Yes, this is the sad trend excepting for some markets that circumvent paying tax or the markets in the manufacturing cities.
I usually buy my cables there since the price difference for brand cables is negligible and I like to have my cable actually do the rated specs. Full pc parts no, but then again I usually buy niche parts not widely available. I usually go to the small repair shop first, and if they don't have any to the big brand. Small shop is a bit more expensive but the guy can order specialized small parts (printer memory module comes to mind) if you ask nicely and even directed you to other shops. Medium sized 100k+ city in NW Europe.
California had Fry's until a few years ago. Once they went under it basically ended the local market.

I'd love to see more market-style parts locations a la Huaqiang or Akiahabara

A couple of years ago, one rainy Saturday morning, I woke up with a devastating hangover and nothing else to do - so I decided to build myself a PC, like in good old days.
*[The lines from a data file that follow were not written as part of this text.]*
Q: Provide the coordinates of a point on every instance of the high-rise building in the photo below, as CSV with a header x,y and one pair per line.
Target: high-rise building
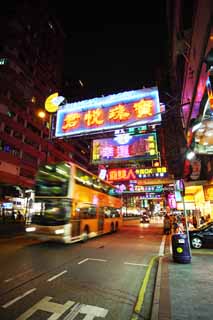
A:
x,y
31,64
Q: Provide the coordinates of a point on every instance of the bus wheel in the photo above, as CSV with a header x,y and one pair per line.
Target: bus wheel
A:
x,y
112,227
86,234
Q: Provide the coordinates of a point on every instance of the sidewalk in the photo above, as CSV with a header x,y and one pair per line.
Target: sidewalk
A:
x,y
184,291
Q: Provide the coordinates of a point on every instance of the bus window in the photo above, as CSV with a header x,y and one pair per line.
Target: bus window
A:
x,y
87,212
52,212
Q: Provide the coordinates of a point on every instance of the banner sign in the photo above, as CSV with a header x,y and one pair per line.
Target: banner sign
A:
x,y
131,108
127,174
143,147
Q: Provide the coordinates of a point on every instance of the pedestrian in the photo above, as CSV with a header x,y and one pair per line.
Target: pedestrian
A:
x,y
194,221
167,224
13,215
202,220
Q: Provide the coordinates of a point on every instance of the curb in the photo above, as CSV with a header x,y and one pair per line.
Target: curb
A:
x,y
156,298
139,303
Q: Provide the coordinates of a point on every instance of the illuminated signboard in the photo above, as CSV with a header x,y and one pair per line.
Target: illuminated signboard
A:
x,y
110,150
134,188
131,108
126,174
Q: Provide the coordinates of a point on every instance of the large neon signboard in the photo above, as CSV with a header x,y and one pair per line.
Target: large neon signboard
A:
x,y
131,108
143,147
127,174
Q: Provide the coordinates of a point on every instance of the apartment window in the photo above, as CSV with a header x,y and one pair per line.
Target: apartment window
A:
x,y
20,120
7,129
17,135
34,129
31,143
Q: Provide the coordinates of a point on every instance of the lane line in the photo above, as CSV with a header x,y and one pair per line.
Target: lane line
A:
x,y
6,305
102,260
20,275
56,276
82,261
136,264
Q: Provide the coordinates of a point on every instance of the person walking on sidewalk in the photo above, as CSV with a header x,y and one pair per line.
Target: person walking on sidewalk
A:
x,y
167,224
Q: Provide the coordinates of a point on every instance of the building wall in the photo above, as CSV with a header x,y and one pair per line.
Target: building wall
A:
x,y
31,63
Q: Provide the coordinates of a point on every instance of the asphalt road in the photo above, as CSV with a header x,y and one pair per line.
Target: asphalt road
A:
x,y
99,279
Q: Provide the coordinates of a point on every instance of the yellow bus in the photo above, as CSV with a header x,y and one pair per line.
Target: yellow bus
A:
x,y
72,204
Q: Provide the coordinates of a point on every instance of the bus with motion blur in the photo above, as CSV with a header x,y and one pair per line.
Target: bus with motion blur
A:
x,y
72,204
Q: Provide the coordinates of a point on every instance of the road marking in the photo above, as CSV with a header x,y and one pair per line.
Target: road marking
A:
x,y
46,305
92,312
101,260
162,246
6,305
87,259
56,276
18,275
57,309
82,261
136,264
73,312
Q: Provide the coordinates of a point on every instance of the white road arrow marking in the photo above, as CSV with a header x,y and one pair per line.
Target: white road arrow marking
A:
x,y
56,276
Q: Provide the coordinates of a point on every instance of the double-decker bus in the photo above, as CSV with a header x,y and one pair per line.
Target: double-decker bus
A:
x,y
72,204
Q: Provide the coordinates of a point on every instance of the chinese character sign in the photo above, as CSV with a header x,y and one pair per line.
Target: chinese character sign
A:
x,y
108,150
127,174
108,113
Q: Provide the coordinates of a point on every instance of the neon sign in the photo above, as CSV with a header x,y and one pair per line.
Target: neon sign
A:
x,y
126,174
110,150
131,108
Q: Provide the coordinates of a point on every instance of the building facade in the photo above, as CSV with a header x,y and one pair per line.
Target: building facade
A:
x,y
191,59
31,64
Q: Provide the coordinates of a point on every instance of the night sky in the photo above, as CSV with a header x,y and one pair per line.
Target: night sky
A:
x,y
113,57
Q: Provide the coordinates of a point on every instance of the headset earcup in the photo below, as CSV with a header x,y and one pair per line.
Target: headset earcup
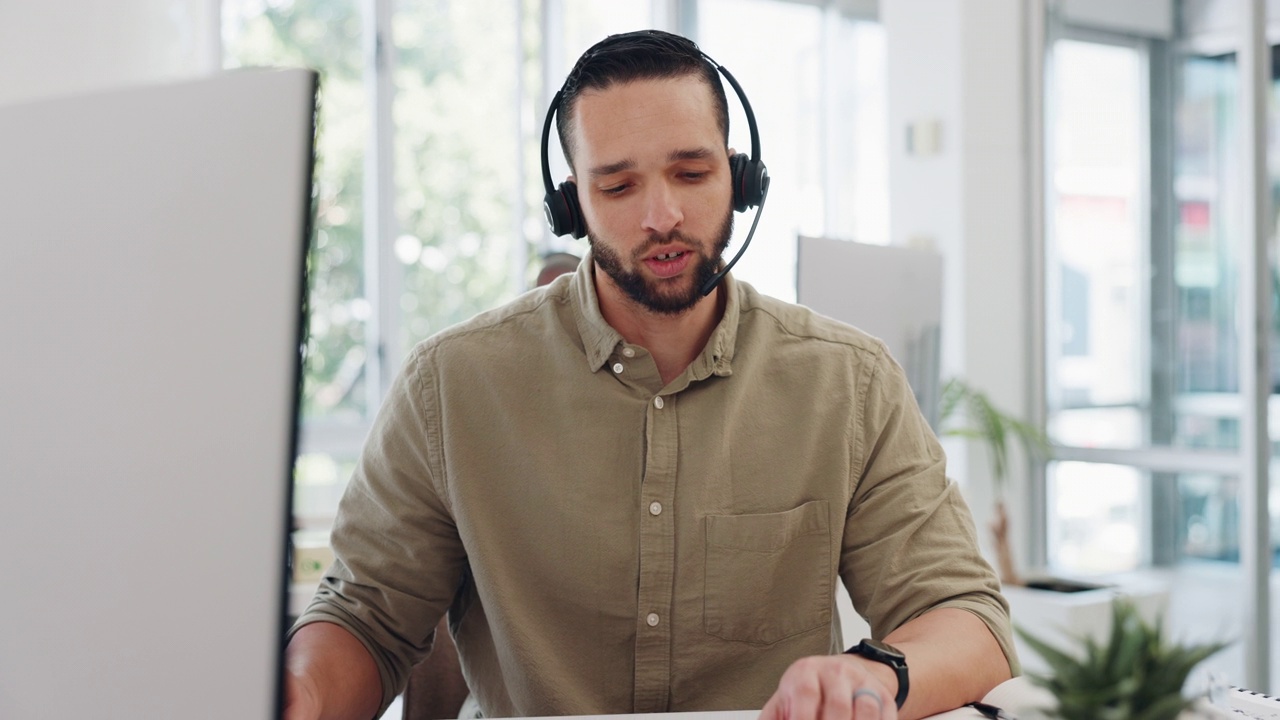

Turned out it wasn't at all difficult to find a local store; only two-three hours later I was already driving home with all these sexy looking boxes filled with hardware. That was in Sweden.
I've bought memory (16 GB DDR4), storage (2 TB NVMe), and various peripherals from BestBuy within the last five years.
Last local walking distance shop closed earlier this year (city in Germany). Used to go there for parts needed on short notice: mouse, cables etc. Not sure if there are many left now in this city that stock components like motherboards, gfx cards or RAM.
> Used to go there for parts needed on short notice

Which is why they shut down - the addressable market of people having an emergency need for an item from a limited selection of electronics isn't that big, and that's becoming the only market.

It's not your fault that you don't want to pay over the odds for everything when you're not in a rush, and it's not their fault they need to pay commercial rent, utilities, payroll, insurance and all the other overheads.

But the outcome is simply that staffed local physical shops have a lower efficiency ceiling in terms of getting items to customers.

Aren't mediamarkt still selling computer parts in Germany? Maybe not ram and mother boards but in my city in Spain Mediamarkt still sell all the peripherals, some internal drives and cabling at the very least.
Anecdata != data.

That MicroCenter continues to exist tells me that there's at least enough people shopping for parts in meatspace that there's net revenue to be had.

Microcenter has a total of 29 stores across the US. Yankee Candle has almost 10x as many locations (240).

Yes, Microcenter "exists", but primarily through selective cultivation of their locations. From a pure market footprint perspective, they are outclassed by a candle company, and many other niche businesses.

I guess I really wasn't clear enough.

At no point was I entirely denying that some people go to physical stores to buy components. I was just countering the idea that a majority of people do so, as opposed to ordering online.